Right, it's time to get back to blogging. The project I am currently working on is coming to successful fruition so a wee bit of time once again becomes available.

pulley

Unfortunately that bit of free time soon gets filled up with urgent little jobs: like fixing the clothes pulley. All it needed was a new bit of rope but sometimes these wee jobs take the longest to get done.

If you don't live in the west of Scotland you may not have understood what I was talking about, but we call a slatted clothes drier suspended from the ceiling a "pulley". Almost certainly this is because it is operated via two pulleys - one single, one double.

That was a bit patronising, I know. You knew how it worked, didn't you? You just call it something different where you live. What you probably don't know is the only pulley joke in the world, and if you don't call it a pulley you probably won't understand the joke.
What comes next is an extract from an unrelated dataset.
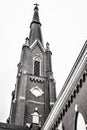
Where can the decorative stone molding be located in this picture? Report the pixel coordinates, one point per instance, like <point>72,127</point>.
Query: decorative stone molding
<point>37,79</point>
It seems that a cooncil team were round fixing a few problems in one of the old tenements. Old Mrs McGlumphert saw the boys working next door and asked one of them if he'd have a minute or two to fix her pulley. He agreed and came round to her scullery when he'd finished his own job.

It only took him a few minutes to re-hang the pulley and when he'd finished he turned to Mrs McGlumphert and said "Right, missus, that's it fixed. Ye'll can get yer claes up noo".

"Weel OK son, if ye want", said Mrs McGlumphert, "but I was really jist thinking o' gein' ye a wee boatle of whisky".